Expanding on one point in my Prospect piece:

The faux-objective style of the traditional newspaper is increasingly useless in a political landscape in which spin has leeched from campaigns into every aspect of politics and policy. The result: the prestige beats in Washington — campaigns and the White House — are increasingly detached from reality. The coverage tends to be impressionistic and insidery, a weird mash-up of Maureen Dowd, Karl Rove, Drudge, and cable news. And it has almost nothing to do with the day-to-day concerns of most people or the functioning of government itself.
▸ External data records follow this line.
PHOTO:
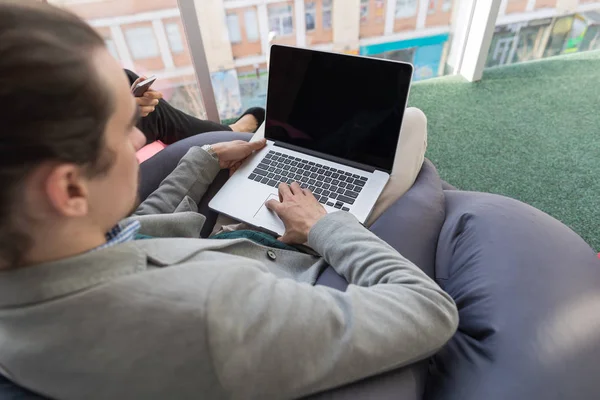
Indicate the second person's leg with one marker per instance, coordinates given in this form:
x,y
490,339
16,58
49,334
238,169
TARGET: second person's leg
x,y
410,155
170,125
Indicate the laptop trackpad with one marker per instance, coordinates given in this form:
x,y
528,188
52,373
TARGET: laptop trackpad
x,y
267,219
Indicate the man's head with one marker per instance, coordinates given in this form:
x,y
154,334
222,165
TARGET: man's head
x,y
68,170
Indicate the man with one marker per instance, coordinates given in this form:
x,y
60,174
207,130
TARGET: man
x,y
86,314
161,121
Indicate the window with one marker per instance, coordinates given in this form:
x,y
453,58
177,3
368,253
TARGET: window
x,y
406,8
174,38
112,48
142,43
447,5
233,26
327,14
432,7
310,16
251,25
281,19
364,11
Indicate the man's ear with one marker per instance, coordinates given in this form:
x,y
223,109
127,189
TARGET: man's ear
x,y
66,188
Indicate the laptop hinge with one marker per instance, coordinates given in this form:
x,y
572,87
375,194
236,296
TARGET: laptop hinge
x,y
327,157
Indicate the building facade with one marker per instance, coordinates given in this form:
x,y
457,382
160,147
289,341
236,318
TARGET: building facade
x,y
148,37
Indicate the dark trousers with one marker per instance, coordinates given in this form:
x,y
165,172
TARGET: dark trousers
x,y
170,125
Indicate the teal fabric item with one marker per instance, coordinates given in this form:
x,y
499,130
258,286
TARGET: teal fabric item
x,y
257,237
139,236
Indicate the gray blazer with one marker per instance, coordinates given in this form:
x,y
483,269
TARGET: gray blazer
x,y
188,318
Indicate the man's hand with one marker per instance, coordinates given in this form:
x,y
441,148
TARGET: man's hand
x,y
232,154
149,100
299,211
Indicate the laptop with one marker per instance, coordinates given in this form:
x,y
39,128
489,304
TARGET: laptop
x,y
332,125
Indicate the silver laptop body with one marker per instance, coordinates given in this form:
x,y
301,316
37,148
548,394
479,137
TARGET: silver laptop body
x,y
332,125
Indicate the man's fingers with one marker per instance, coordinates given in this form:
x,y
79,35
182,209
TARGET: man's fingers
x,y
153,94
146,102
138,80
284,191
308,193
259,144
146,110
295,188
273,205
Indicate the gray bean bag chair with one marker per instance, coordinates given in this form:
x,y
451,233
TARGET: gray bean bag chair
x,y
527,290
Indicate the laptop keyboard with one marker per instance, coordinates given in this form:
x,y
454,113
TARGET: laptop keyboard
x,y
331,186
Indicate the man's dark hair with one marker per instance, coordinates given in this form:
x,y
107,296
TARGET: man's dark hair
x,y
53,106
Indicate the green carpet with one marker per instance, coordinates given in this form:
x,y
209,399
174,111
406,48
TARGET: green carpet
x,y
529,131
It’s obvious to anyone watching cable that campaign coverage is its own universe, operating by its own internal rules, obsessed most of the time with hour-by-hour tactical advantage and hot-button cultural trivia. Not even hot button issues that matter, like abortion or affirmative action or the place of religion in the public square, but questions like Obama’s lipstick-on-a-pig comment. But has this same trend also shaped coverage of the White House and other more substantive government beats? I’d say yes.
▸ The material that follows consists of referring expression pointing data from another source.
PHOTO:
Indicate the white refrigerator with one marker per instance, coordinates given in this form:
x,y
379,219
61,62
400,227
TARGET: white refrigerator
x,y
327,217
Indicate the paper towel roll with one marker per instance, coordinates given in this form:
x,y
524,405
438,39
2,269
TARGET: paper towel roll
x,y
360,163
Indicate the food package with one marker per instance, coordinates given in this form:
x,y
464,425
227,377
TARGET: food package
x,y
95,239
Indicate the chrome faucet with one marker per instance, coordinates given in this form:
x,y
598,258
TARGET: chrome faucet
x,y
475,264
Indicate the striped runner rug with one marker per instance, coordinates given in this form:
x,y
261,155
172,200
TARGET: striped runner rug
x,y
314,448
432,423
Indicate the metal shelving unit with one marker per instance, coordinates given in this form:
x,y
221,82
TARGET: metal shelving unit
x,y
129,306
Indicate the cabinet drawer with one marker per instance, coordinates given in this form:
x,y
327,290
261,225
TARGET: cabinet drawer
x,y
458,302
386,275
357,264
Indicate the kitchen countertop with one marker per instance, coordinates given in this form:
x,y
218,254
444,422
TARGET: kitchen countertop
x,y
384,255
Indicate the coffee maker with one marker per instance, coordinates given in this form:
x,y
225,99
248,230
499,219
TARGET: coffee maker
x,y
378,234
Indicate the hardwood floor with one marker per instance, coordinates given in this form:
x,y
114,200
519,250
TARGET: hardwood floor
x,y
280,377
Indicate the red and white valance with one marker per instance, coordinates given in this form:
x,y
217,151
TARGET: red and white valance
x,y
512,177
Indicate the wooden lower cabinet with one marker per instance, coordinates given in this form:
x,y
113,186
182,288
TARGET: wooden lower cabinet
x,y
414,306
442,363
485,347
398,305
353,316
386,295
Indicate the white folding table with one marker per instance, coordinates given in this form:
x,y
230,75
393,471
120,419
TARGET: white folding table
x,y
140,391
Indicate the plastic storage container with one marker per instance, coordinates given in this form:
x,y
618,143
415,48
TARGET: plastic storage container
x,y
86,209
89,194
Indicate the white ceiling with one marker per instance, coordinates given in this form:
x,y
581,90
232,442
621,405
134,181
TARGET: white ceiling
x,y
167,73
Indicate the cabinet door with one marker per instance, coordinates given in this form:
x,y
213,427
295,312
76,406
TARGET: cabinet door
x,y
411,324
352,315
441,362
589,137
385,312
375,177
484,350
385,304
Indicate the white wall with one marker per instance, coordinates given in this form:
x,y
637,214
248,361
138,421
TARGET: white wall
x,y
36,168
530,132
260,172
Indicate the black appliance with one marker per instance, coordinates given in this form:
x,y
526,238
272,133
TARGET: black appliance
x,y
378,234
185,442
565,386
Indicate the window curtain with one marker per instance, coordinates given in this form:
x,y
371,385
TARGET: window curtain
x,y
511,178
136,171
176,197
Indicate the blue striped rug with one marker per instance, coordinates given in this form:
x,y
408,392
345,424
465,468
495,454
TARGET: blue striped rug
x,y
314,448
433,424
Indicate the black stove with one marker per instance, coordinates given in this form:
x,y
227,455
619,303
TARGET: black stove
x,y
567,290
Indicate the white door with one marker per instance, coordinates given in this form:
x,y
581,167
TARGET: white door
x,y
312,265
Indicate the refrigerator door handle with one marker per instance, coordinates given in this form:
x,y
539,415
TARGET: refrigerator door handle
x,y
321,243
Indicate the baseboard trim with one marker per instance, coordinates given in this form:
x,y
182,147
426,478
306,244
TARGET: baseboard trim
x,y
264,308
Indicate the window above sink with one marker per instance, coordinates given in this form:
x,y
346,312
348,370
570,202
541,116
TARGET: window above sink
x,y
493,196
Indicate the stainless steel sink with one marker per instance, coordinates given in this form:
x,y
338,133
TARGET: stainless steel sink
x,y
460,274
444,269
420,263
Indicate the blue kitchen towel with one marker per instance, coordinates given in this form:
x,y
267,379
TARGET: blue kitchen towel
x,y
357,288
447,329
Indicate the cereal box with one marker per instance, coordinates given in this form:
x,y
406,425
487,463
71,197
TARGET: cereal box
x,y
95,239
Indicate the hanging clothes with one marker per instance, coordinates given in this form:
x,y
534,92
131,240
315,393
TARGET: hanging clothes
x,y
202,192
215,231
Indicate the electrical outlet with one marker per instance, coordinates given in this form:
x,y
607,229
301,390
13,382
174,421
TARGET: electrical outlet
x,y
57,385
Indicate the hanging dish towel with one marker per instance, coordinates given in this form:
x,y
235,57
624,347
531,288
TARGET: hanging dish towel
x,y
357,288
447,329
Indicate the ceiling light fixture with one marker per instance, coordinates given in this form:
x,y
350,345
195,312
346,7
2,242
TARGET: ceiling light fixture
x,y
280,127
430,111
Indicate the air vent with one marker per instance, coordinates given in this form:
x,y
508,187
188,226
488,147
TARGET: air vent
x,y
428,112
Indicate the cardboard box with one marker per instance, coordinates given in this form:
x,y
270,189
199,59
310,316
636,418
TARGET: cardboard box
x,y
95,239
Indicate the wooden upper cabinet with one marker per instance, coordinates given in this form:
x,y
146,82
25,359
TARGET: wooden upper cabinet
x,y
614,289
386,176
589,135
With the Clinton psychodramas, one man’s personal failings became the stuff of right-wing obsession, and an impeachment effort that ignored the more judicious views of the public. The Drudge era began, and the media realized there was a reliable source of ratings gold in the mashup of the trivial and the presidential.

Later, with the runup the Iraq war, most of the media fell in line behind a series of spurious ideas: that Saddam Hussein was a strategic threat to the United States, that he had WMDs and was ready to use them, and that Rumsfeld, who deplored nation-building, could successfully manage the invasion’s aftermath. Meanwhile, as the Bush administration actively sought to delegitimize the “media filter” and pursued various radical projects – torture, the unitary executive, the surveillance state – the media reacted with caution and uncertainty. (There are, of course, exceptions to this – McClatchy, or the Gellman/Becker Cheney series, now a book.)

In a nutshell, both political institutions and media institutions behaved very badly, and neither has really recognized the problem, let alone done much work to acknowledge and recover from the inevitable loss of credibility. Most of the traditional media – the big papers, the networks – still go about their business as if they were still institutions commanding unparalleled respect and credibility, in part because they believe they are covering institutions that also have unparalleled respect and credibility. Today, after Iraq, Katrina, and the banking debacle, they don’t. You can sense this dissonance in many newspaper stories on the White House, which are infused with a kind of awe and written in the staid language of a bygone era.